Anne184 (Cambridge, MA)
As one who had the results "atypia"- I was herded along to biopsy, surgical biopsy, and aromatase inhibitors, with a suggestion of semi annual MRIs. After my PCP received final reports and questioned these invasive steps I received a second opinion from another breast cancer specialist (it's Boston-- local experts are pretty darn good). Her recommendations were quite less invasive, more toward careful monitoring. As the months and many appointments went on, I learned better how to listen and extract the needed information.

Doctors don't always explain well. If you see three doctors, even if they are clear, they explain differently than their colleagues even when in agreement. I now close each and every doctor appointment with this line: "This is what I heard you say. [repeat what I heard] Is that correct? Please re-explain any part that I misunderstood in language that a lay person can understand." I will do this as many times as it takes (one time it was three tries--Doc was exasperated, clearly thought I was an idiot, but she was ridiculously unclear) until I'm sure I understand.
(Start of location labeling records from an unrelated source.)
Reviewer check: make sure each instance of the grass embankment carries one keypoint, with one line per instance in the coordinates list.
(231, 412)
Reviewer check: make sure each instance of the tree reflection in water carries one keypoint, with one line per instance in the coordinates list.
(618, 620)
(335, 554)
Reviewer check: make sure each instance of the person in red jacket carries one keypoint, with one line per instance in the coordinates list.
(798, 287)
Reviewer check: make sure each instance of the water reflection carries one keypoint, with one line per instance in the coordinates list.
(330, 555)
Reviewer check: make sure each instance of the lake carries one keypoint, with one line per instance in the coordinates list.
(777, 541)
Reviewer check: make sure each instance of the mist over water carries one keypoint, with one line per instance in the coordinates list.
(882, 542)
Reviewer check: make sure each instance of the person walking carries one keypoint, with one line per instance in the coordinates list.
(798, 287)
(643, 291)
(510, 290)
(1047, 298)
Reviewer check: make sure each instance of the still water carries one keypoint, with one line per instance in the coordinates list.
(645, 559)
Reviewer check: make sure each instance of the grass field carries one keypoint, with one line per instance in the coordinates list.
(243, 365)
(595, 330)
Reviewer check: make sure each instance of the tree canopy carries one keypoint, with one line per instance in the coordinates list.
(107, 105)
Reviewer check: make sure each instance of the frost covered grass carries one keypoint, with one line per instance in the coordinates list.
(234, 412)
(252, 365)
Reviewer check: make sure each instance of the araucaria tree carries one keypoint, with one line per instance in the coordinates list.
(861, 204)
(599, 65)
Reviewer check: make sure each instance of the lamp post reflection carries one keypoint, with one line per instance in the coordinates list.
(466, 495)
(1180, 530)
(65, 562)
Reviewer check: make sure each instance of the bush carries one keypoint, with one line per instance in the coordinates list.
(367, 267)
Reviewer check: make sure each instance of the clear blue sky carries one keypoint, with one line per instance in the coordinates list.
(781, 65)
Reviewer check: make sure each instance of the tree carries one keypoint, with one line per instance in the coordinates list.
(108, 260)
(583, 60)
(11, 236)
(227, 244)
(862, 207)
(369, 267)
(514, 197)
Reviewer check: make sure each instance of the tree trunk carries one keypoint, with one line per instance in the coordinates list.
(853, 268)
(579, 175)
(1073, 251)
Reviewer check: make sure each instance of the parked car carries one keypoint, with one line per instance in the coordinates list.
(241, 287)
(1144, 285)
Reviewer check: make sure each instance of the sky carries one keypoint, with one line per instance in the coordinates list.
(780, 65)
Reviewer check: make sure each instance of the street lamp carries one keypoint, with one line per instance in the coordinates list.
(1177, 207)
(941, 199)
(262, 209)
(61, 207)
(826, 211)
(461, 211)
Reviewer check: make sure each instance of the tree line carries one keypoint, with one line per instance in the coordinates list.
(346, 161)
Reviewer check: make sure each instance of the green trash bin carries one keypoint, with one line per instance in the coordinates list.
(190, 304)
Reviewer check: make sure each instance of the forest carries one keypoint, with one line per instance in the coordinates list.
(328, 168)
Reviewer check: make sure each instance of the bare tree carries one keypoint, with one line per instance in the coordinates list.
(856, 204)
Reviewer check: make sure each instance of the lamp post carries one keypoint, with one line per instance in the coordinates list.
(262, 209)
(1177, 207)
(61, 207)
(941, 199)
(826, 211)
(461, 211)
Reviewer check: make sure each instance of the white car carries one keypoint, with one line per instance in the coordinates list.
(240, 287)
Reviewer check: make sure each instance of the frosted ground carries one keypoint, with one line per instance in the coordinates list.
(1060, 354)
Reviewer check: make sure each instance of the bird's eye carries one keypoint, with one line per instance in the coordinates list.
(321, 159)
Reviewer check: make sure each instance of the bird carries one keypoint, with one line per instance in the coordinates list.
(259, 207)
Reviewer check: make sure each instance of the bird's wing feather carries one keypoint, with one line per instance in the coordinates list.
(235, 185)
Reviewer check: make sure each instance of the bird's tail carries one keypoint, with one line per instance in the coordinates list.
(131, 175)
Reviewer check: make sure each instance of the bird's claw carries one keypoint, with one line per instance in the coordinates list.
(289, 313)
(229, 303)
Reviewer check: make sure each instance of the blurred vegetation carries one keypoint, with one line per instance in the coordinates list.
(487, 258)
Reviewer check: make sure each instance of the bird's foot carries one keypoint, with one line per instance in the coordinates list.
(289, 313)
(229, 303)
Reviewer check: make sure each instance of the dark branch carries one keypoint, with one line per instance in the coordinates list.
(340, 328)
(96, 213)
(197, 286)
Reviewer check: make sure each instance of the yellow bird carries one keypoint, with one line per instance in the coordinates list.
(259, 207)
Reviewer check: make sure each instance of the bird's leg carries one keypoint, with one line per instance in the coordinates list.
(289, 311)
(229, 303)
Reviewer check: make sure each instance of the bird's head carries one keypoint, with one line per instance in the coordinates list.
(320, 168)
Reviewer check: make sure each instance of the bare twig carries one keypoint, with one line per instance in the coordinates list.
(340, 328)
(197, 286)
I also take notes. So advice from a patient: Listen carefully, ask and ask again, don't leave until you understand, ad take notes. .
Bill (Des Moines)
Pathology is a specialty of interpretation. Often times "experts" disagree about subtle difference although rarely about substantive diagnoses. It is a human endeavor so this should not be surprising.
K Henderson (NYC)
"experts rarely disagree about substantive diagnoses"

And you say with such utter certainty because?
BB (New York NY)
In 1887 the crown prince of Germany, Frederick, was discovered to have a small growth on his vocal cord. His initial doctors said it was malignant, but the English Doctor Rudolf Virchow, the "god of Pathology" as one modern pathologist has called him, called it benign. In fact, Frederick had cancer of the larynx and died in 1888, putting Wilhelm II on the throne. One missed diagnosis may have helped instigate WWI... the experts aren't always right.
Mark E White (Atlanta)
Bill can say that with utter certainly because decades of research and data collection shows that, in fact, experts usually agree. They all work from the same database and honed the same skills.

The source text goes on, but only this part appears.